CARLOS P. GALVADORES, ET AL., petitioners, vs.
CRESENCIANO B. TRAJANO, Director of BLR, MANGGAGAWA NG KOMUNIKASYON SA
PILIPINAS (FIWU), PLDT, and JOSE C. ESPINAS, respondents.
G.R. No. 70067; September 15, 1986; MELENCIO-HERRERA, J.

Facts:
Atty. Jose C. Espinas has been the legal counsel of Free Telephone Workers Union now
Manggagawa ng Komunikasyon sa Pilipinas (Union for brevity), since 1964. For his services, he was
hired on a case to case contingent fee basis. He was again hired by the union in the labor dispute at PLDT
regarding the PLDT’s last offer to the deadlock in CBA negotiations which is expected by the union to
result in compulsory arbitration.
In the compulsory arbitration, the Minister of Labor awarded across-the-board wage increases
and other fringe benefits. As will be noted, there were improvements obtained from PLDT's "last offer."
Thereafter, the Executive Board of the Union passed a resolution requesting PLDT to deduct P115.00 per
employee for the legal services extended to the Union by Atty. Espinas however the petitioners initially
numbering 600 and finally 5,258, filed a letter-complaint before the MOLE through their authorized
representative, petitioner Galvadores assailing the imposition of P130.00 (later corrected to P155.00) per
employee as attorney's fees of respondents counsel. Petitioners took the position that the attorney's fees of
respondent counsel were not only unreasonable but also in violation of Article 241(o) of the Labor Code
and that the deductions cannot be given legal effect by a mere Board resolution but needs the ratification
by the general membership of the Union. Later, the Minister of Labor referred the dispute to the BLR.
Meanwhile a Manifestation was submitted attesting that plebiscite was conducted for the ratification of
the aforementioned resolution. This was questioned by the petitioners alleging that the question no. 2 in
the plebiscite was misleading and deceptive as it assumed that there was no dispute regarding the
deduction of attorney's fees from the monetary benefits awarded to PLDT employees. Director, Trajano
dismissed petitioners' complaint reasoning that the outcome of the plebiscite negates any further question
on the right of the union counsel to collect the amount of P115 from each of the employees involved.

Issues: Whether or not the check-off for attorney’s fees from the benefits awarded to PLDT’s employees
amounting to P1M, more or less is legal and in affirmative answer, the same should be taken from Union
funds.

Held:
The provisions of Article 222(b), Article 241 (o) of the Labor Code and Omnibus Rules
Implementing the Labor Code are clear. No check-offs from any amounts due employees may be effected
without individual written authorizations duly signed by the employee specifically stating the amount,
purpose and beneficiary of the deduction. The required individual authorizations in this case are wanting.

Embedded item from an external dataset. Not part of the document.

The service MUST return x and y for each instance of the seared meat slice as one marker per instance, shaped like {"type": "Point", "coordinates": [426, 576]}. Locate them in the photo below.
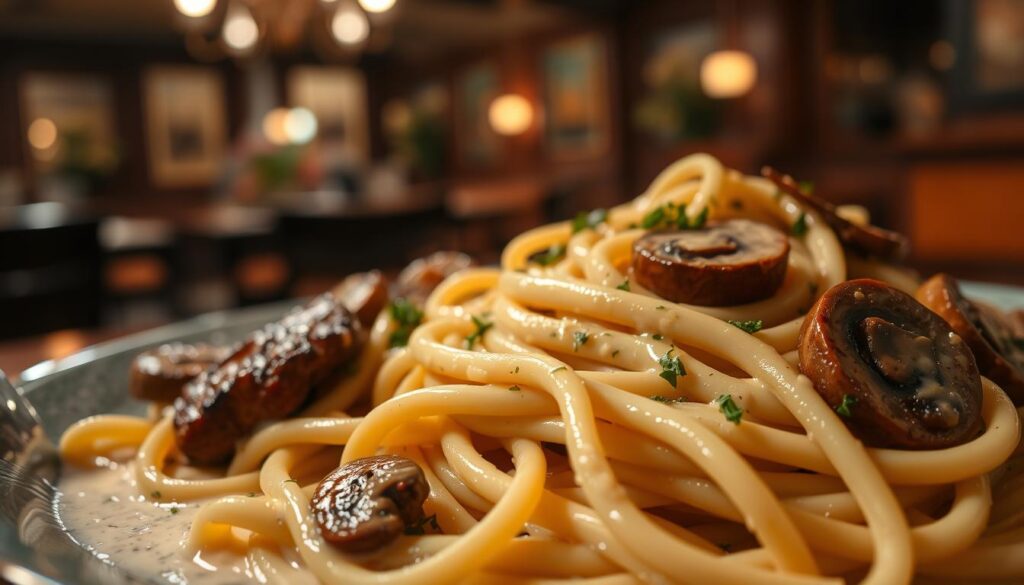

In fact, petitioner employees are vigorously objecting. The question asked in the plebiscite, besides not
being explicit, assumed that there was no dispute relative to attorney's fees.

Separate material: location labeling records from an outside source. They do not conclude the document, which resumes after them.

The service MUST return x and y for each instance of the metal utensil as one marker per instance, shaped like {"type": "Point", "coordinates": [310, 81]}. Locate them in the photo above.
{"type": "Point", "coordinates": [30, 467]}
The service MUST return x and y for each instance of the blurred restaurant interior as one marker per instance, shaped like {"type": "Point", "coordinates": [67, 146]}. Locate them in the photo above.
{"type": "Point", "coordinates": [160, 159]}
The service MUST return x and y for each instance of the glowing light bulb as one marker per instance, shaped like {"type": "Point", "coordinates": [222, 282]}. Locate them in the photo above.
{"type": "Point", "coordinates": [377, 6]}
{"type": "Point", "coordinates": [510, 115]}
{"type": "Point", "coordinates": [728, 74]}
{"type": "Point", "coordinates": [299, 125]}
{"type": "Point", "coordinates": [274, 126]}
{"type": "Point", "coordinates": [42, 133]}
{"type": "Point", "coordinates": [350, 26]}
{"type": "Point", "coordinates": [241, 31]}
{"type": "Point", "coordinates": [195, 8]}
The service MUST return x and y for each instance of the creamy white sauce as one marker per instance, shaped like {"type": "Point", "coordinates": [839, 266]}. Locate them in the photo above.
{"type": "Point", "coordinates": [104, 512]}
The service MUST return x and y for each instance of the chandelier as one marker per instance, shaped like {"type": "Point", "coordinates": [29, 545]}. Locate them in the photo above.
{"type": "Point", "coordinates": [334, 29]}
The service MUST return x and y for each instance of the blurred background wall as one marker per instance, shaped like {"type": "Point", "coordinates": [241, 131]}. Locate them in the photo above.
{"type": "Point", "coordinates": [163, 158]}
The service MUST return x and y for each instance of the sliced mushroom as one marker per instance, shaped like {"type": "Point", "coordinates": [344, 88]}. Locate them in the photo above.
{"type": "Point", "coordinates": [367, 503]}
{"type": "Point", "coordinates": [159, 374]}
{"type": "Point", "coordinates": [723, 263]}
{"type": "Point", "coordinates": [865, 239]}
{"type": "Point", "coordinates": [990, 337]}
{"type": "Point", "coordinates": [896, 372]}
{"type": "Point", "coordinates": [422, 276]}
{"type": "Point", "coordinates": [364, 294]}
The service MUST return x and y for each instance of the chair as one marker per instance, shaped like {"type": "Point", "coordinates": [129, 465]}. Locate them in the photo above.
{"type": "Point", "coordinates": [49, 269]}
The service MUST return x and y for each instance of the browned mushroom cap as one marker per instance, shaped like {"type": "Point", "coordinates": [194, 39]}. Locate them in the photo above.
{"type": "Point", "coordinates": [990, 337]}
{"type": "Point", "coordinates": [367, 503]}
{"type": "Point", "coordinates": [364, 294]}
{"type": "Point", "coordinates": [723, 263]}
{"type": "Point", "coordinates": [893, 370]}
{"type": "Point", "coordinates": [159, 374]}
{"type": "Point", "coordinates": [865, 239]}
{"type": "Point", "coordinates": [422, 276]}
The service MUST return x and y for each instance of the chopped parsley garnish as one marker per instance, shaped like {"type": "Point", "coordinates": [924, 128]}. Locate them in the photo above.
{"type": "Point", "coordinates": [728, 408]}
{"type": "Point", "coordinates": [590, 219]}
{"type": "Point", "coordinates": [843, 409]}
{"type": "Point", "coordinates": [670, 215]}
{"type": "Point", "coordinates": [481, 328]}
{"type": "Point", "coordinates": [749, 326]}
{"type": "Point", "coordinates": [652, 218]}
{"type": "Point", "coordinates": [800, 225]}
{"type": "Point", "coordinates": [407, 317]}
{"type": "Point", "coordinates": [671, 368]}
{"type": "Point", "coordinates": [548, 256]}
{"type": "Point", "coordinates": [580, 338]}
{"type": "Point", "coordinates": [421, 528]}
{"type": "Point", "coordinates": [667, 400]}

Contrary to respondent Union's and Counsel's stand, the benefits awarded to PLDT employees
still formed part of the collective bargaining negotiations although placed already under compulsory
arbitration. This is not the "mandatory activity" under the Code which dispenses with individual written
authorizations for check-offs, notwithstanding its "compulsory" nature. It is a judicial process of settling
disputes laid down by law. Besides, Article 222(b) does not except a CBA, later placed under compulsory
arbitration, from the ambit of its prohibition. The attorney's fees herein involved may be charged against
Union funds pursuant to Article 222(b) of the Labor Code, as may be agreed upon between them.